# Carnivale



## Humanraindelay (Feb 11, 2013)

I just started watching Carnivale, an HBO series from 03 to 06 I believe. I am enjoying the story but I just found out they stopped after just 2 seasons. The questions I have, is there a satifying ending after season two and if not, did the series ever make it to book? I looked at amazon but did not see anything by its name. I was wondering if it was perhaps published under a different title?


----------



## Warren_Paul (Feb 11, 2013)

They did end season 2 in a way that could be somewhat satisfying. It doesn't answer every question, or wrap up every part of the story, but it is an ending of sorts. The show is worth watching all the way through its 2 seasons.


----------



## Teresa Edgerton (Feb 11, 2013)

Hi!  I recently (about two weeks ago, I think) watched the whole series on my Kindle.  I had a lot of questions when I finished, so I did some Googling in hopes of finding some answers.  I didn't find many, but here is what I know.

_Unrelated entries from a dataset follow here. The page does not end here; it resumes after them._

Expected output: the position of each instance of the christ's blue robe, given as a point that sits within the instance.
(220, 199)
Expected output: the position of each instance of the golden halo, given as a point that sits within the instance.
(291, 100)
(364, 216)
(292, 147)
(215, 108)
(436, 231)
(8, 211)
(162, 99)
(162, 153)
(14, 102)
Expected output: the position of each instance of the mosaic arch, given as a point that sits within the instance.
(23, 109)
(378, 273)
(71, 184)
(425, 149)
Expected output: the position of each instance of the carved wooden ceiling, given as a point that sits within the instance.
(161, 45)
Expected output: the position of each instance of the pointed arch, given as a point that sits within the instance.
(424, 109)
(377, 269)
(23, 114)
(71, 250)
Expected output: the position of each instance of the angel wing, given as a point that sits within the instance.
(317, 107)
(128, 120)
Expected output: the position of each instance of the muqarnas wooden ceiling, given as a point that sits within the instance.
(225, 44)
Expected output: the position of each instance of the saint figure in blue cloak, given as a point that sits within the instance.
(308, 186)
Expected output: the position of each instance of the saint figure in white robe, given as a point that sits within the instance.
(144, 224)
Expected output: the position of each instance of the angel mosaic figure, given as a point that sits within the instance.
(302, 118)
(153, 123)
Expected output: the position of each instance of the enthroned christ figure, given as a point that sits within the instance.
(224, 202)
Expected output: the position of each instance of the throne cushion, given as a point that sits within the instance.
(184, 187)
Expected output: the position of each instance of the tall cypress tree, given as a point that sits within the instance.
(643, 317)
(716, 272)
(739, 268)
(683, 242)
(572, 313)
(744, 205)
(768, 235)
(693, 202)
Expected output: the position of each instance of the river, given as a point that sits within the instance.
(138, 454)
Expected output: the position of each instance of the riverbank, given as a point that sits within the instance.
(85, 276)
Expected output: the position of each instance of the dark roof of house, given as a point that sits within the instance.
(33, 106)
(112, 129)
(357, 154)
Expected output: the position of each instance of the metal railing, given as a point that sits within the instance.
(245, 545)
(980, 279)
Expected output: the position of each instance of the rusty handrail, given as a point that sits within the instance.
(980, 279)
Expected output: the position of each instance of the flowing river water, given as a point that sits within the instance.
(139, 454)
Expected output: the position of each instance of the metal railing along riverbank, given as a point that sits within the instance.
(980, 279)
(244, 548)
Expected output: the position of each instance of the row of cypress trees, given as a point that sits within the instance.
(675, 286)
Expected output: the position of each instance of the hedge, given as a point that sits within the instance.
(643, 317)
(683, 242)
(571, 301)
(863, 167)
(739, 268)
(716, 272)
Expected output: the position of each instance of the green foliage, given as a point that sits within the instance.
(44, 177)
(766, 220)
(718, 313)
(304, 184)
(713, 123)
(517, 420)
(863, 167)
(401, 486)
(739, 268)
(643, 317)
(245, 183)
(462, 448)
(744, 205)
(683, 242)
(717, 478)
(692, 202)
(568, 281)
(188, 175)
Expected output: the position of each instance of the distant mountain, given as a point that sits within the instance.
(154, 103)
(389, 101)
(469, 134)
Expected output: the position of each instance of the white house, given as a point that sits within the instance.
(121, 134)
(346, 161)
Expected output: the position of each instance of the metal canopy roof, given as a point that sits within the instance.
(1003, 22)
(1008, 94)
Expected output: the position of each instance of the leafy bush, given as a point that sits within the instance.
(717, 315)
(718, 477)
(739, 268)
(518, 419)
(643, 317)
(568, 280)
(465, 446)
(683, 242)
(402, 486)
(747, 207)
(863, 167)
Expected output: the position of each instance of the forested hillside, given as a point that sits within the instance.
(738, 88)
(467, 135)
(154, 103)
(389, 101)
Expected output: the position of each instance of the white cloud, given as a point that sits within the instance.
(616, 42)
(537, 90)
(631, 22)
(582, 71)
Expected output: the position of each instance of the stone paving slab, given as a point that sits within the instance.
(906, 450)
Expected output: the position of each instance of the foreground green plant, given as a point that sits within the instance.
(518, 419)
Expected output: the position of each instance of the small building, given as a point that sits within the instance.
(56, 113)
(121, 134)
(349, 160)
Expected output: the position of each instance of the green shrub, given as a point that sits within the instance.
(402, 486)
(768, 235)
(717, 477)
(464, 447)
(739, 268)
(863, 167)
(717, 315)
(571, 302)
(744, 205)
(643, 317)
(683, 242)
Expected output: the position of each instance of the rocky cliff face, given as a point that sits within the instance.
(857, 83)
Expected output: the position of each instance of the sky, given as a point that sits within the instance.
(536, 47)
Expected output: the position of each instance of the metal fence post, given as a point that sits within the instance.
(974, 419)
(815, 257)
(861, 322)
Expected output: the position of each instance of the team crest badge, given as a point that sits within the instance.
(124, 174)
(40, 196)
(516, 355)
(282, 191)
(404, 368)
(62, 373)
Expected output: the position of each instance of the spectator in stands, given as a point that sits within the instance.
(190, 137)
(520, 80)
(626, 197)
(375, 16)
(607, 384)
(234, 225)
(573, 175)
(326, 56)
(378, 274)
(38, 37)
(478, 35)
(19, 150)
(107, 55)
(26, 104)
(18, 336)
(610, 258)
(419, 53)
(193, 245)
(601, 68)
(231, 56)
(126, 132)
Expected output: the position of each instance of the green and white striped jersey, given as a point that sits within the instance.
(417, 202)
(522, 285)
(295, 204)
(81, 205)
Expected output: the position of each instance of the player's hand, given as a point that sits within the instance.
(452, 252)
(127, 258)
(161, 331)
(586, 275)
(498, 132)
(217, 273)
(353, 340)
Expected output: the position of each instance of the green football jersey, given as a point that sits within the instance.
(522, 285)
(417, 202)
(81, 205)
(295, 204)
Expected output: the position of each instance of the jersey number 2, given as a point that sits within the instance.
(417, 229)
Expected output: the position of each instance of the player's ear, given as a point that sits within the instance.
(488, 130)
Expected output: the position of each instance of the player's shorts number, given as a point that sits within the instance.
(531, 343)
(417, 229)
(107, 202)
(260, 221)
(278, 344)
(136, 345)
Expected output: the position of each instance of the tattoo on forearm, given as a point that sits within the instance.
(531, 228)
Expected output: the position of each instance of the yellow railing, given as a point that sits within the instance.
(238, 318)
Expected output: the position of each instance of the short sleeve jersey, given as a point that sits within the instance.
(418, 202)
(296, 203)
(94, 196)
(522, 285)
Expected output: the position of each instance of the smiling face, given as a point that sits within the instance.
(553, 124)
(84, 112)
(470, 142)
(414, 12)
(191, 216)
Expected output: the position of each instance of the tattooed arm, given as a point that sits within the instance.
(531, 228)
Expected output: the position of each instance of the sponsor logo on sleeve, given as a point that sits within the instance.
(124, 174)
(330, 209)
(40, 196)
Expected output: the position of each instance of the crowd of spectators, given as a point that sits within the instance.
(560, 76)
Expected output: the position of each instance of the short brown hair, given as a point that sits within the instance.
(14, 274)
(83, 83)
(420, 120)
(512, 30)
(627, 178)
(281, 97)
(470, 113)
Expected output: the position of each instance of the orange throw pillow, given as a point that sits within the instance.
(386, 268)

There is a satisfying ending, but then something happens that makes it not so satisfying.  There was talk of putting the rest into a book, but in the end they decided it wasn't possible.  You can read all about that in the wikipedia article.  The producers did release some information about what would have happened to some of the characters between the second season and the third, and what the situation would be at the beginning of season three.  Apparently, we are going to have to be satisfied with that.


----------